La vie ne m'a pas marquée. Je suis jolie, mais plus que de la joliesse, j'ai du charme. Il me vient de mes yeux, sans doute, que j'ai grands, bleus, aux pupilles dilatées, et qui savent soutenir sans vergogne le regard des autres, y déceler leur intimité et exciter leur désir.

J'ai l'épaule fine, la poitrine ronde, la hanche étroite, une allure de nymphette. Et mes cheveux presque roux habillent pudiquement mon dos, caressent l'oré de mes reins. Ange et panthère, ma dualité intrigue. J'ai de la séduction.

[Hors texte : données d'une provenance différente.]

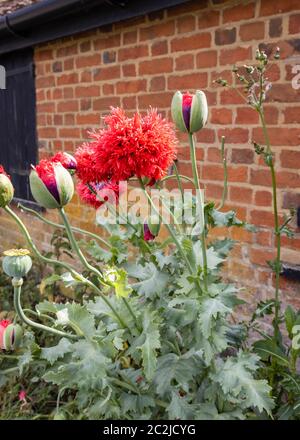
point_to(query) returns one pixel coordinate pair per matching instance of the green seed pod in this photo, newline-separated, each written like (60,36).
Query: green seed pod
(6,191)
(12,337)
(154,224)
(16,263)
(189,112)
(55,190)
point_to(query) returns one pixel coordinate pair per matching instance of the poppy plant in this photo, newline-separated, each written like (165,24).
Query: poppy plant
(142,146)
(51,184)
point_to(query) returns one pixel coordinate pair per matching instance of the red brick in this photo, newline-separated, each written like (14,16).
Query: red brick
(263,198)
(66,51)
(252,31)
(206,135)
(67,106)
(241,195)
(86,119)
(208,18)
(197,41)
(134,52)
(68,78)
(88,91)
(283,93)
(160,100)
(206,59)
(290,159)
(260,177)
(225,36)
(260,256)
(129,70)
(242,155)
(234,135)
(232,56)
(230,96)
(107,73)
(246,115)
(160,65)
(130,37)
(294,24)
(70,132)
(186,24)
(237,173)
(45,81)
(47,132)
(159,48)
(191,81)
(107,42)
(271,7)
(291,115)
(132,86)
(238,13)
(103,104)
(263,238)
(279,136)
(158,83)
(220,116)
(157,31)
(184,62)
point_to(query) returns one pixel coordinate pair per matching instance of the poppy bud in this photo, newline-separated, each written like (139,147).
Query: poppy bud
(6,189)
(10,335)
(16,263)
(67,160)
(148,236)
(189,112)
(154,224)
(51,184)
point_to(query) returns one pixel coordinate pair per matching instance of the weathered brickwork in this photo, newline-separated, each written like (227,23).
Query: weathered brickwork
(142,62)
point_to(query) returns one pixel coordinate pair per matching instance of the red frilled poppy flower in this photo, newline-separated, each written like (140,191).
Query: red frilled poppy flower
(142,146)
(96,194)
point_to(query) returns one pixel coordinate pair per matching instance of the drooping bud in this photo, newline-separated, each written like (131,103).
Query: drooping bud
(154,223)
(6,188)
(189,112)
(10,335)
(67,160)
(16,263)
(51,184)
(148,236)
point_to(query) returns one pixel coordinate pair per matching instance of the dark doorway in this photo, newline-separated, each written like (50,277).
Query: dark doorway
(18,140)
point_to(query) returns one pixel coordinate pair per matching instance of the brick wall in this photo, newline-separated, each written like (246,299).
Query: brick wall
(143,61)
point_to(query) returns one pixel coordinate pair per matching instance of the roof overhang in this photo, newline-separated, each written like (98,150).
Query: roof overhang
(51,19)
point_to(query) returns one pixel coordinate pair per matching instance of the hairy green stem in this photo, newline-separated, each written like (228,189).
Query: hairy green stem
(200,205)
(277,230)
(17,284)
(73,272)
(224,161)
(59,226)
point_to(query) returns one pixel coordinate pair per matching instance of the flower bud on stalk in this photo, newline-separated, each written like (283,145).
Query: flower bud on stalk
(51,184)
(10,335)
(16,263)
(6,189)
(151,228)
(189,112)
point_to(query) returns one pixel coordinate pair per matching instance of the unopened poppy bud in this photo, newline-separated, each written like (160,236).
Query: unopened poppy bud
(10,335)
(189,112)
(51,184)
(67,160)
(154,224)
(6,189)
(16,263)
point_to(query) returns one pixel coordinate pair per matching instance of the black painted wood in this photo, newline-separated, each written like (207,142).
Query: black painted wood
(18,140)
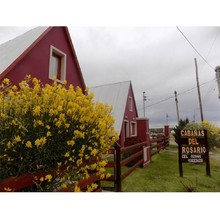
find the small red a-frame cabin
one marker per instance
(121, 97)
(42, 52)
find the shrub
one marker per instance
(50, 127)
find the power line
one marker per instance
(181, 93)
(193, 47)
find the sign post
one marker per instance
(193, 148)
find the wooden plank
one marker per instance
(132, 147)
(124, 175)
(131, 158)
(82, 184)
(110, 164)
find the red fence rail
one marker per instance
(133, 153)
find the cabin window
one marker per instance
(126, 129)
(133, 128)
(130, 103)
(57, 66)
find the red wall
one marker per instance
(36, 62)
(129, 116)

Chris tente gentiment de me faire changer d'idée, essaie de me dépeindre les choses sous un jour défavorable, mais ses recommandations n'ont pas de prise.

Je suis prête et elle cède, d'ailleurs convaincue que je saurai bien m'intégrer. D'autant plus que je suis sa petite amie dorénavant et, je l'apprends alors, que c'est elle qui gère cette maison que je n'ai pas encore vue. Elle n'a que vingt-quatre ans, Christina, mais possède déjà une riche expérience en ce domaine spécialisé. Elle m'apprendra ce que mon imagination fertile n'a pas encore eu le temps d'inventer.

* * * * *

Je fais donc mon entrée, en ce printemps 1976, au bal du milieu de l'amour montréalais, avec plus de frissons que de craintes, consciente et follement intéressée à profiter pleinement du jour qui passera, des mois, des années.

Il est difficile de pénètrer dans ce cercle. Moi, j'ai eu l'intuition nécessaire et la chance de découvrir la bonne personne à point nommé. Je suis mûre pour le monde survolté qui deviendra le mien. Je suis sûre que je trouverai là les moyens de continuer à planer dans mon monde intérieur, sans être dérangée outre mesure par les contingences harassantes de la vie à gagner. Enfin, je suis libre !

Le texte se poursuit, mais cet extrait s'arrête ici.